Active Galactic Nuclei

There are three principal ways in which Active Galactic Nuclei (AGN) will be identified in LSST data. AGN can be identified by matching LSST objects with data at other wavelengths (e.g. radio and infrared). Quasars can be selected directly from colours in the LSST six-band filter system in specific redshift ranges. Finally, AGN can be identified from their optical variability in LSST images. The latter method will be a powerful technique to routinely detect both obscured and unobscured AGN in the LSST era.

Colour selection

Unobscured AGN with a broad range of redshifts can be isolated in well-defined regions of optical– near-IR multicolor space (e.g. Richards et al. 2001). At low redshift (z < 2.5), quasars are blue in ug and g − r (these are the ultraviolet excess sources of Sandage 1965 and Schmidt & Green 1983), and are well-separated from stars in colour-colour space. Fig 1 shows colours of known quasars and stars in the SDSS convolved with the LSST filters. The u-band data are crucial for selection of low-redshift (z < 2) AGN. Observations in this filter allow one to distinguish between AGN and stars (in particular white dwarfs and A and B stars). High-redshift AGN can be easily distinguished - the y-band filter will allow quasars with redshifts of ~7.5 to be identified. In comparison, SDSS, whose filter set ends with the z band, is able to identify quasars only up to z~ 6.4; e.g. Fan et al. 2006). As with SDSS, most of the sample contamination is in the range 2.5 < z < 3, where quasar colours overlap the stellar locus in most projections. It is also difficult to select quasars at z ∼ 3.5, where Lyman-limit systems cause quasars to be invisible in the u and g-bands but quasars have similar colors to hot stars at longer wavelengths. Nevertheless, lack of proper motion and variability will allow quasars to be efficiently separated from stars in these redshift ranges.

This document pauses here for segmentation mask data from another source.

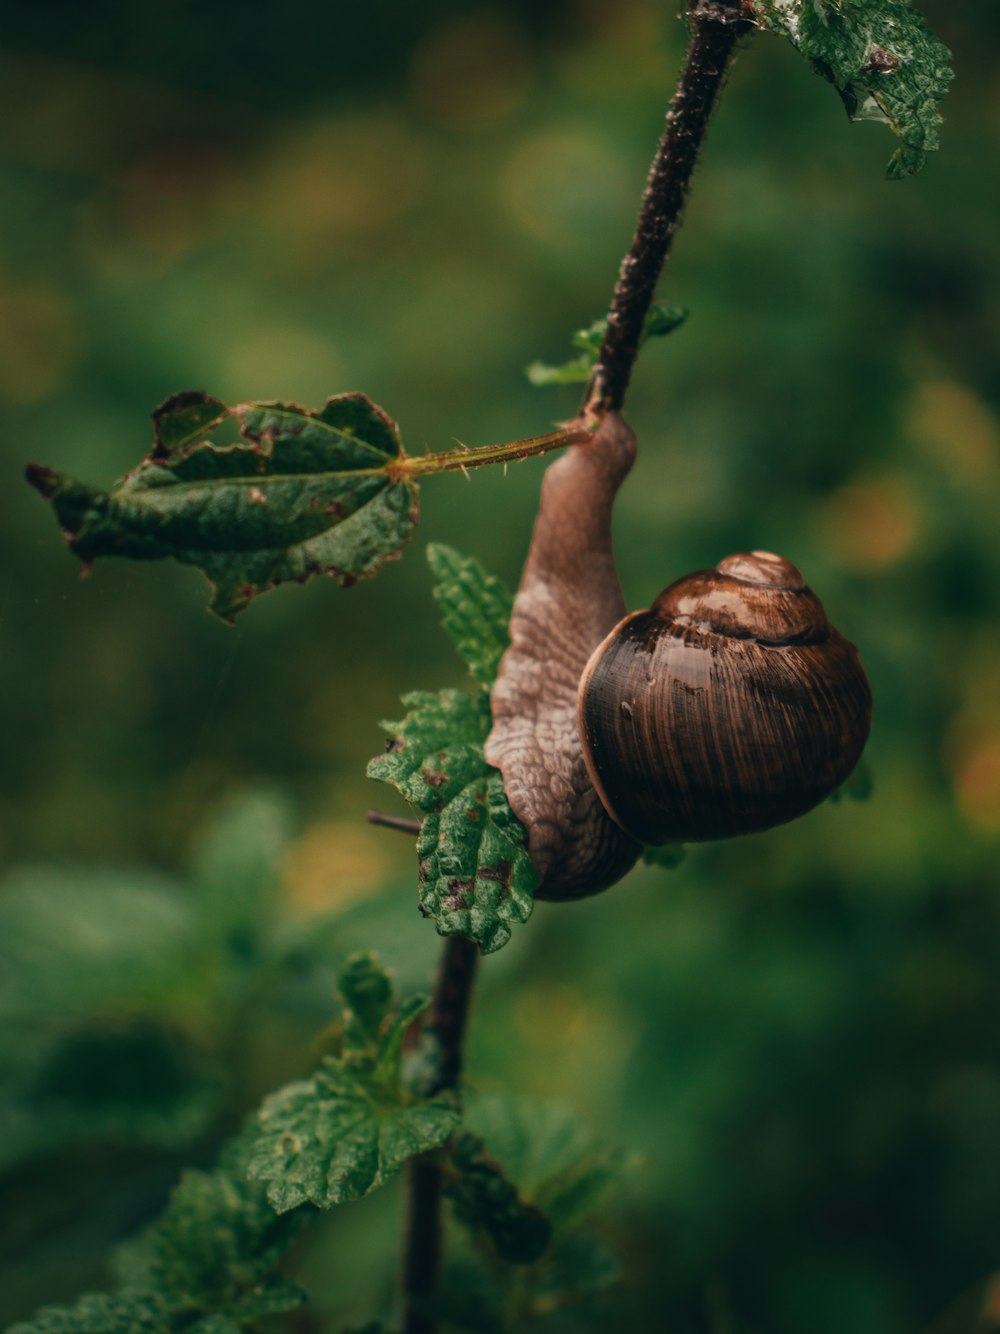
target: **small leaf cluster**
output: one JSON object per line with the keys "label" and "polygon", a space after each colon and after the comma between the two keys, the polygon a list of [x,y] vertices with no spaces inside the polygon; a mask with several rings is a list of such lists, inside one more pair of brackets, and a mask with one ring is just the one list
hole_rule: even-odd
{"label": "small leaf cluster", "polygon": [[340,991],[348,1008],[339,1051],[309,1079],[272,1093],[259,1112],[248,1171],[266,1183],[279,1214],[305,1202],[328,1209],[363,1199],[458,1124],[456,1090],[421,1097],[402,1075],[404,1040],[427,1000],[394,1010],[389,978],[370,954],[348,961]]}
{"label": "small leaf cluster", "polygon": [[909,0],[758,0],[758,27],[786,37],[833,84],[852,120],[878,120],[900,145],[888,176],[913,175],[938,147],[950,53]]}
{"label": "small leaf cluster", "polygon": [[419,904],[444,936],[500,949],[527,921],[537,876],[526,836],[483,745],[492,725],[489,686],[508,643],[512,599],[475,560],[448,547],[428,552],[445,630],[481,689],[403,697],[400,722],[368,775],[392,784],[422,817],[417,840]]}
{"label": "small leaf cluster", "polygon": [[[208,438],[226,423],[235,443]],[[363,394],[312,411],[191,392],[156,409],[150,453],[110,490],[37,465],[27,477],[85,565],[196,565],[214,585],[212,610],[231,621],[277,584],[326,575],[347,586],[398,556],[418,520],[402,458],[396,424]]]}
{"label": "small leaf cluster", "polygon": [[[663,338],[673,333],[675,329],[680,328],[687,316],[688,312],[679,306],[654,303],[643,325],[640,347],[648,338]],[[586,384],[597,366],[607,331],[607,317],[594,320],[586,329],[577,329],[569,340],[570,346],[577,349],[577,356],[558,366],[551,366],[544,361],[533,361],[525,369],[525,375],[538,388],[555,384]]]}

Fig 1: Colour-colour plots of known quasars from SDSS (coloured dots) and stars (black dots) in the LSST photometric system. The colour coding indicates the redshift of the quasars and the dot size is inversely proportional to the expected surface density as a function of redshift. Since there is no y-band filter in the SDSS system, a random Gaussian colour offset has been added to the z − y color according to the width of the stellar locus in the i − z color. The quasar colours are degenerate with F stars at 2.5 < z < 3. Adapted from Fig 10.1 of the LSST Science Book.

AGN selection via variability

Most AGN exhibit broad-band aperiodic, stochastic variability across the entire electromagnetic spectrum, on timescales ranging from minutes to years. Continuum variability arises in the accretion disk of the AGN, providing a powerful probe of accretion physics. The main LSST Wide Fast Deep (WFD) survey will obtain ∼ 108 AGN light curves (i.e., flux as a function of time) with ∼ 1000 observations (∼ 200 per filter band) over 10 years. The Deep Drilling Fields will provide AGN lightcurves with much denser sampling for a small subset of the objects in the WFD survey. The science content of the lightcurves will critically depend on the exact sampling strategy used to obtain the light curves. For example, the observational uncertainty in determining the color variability of AGN will depend strongly on the interval between observations in individual filter bands.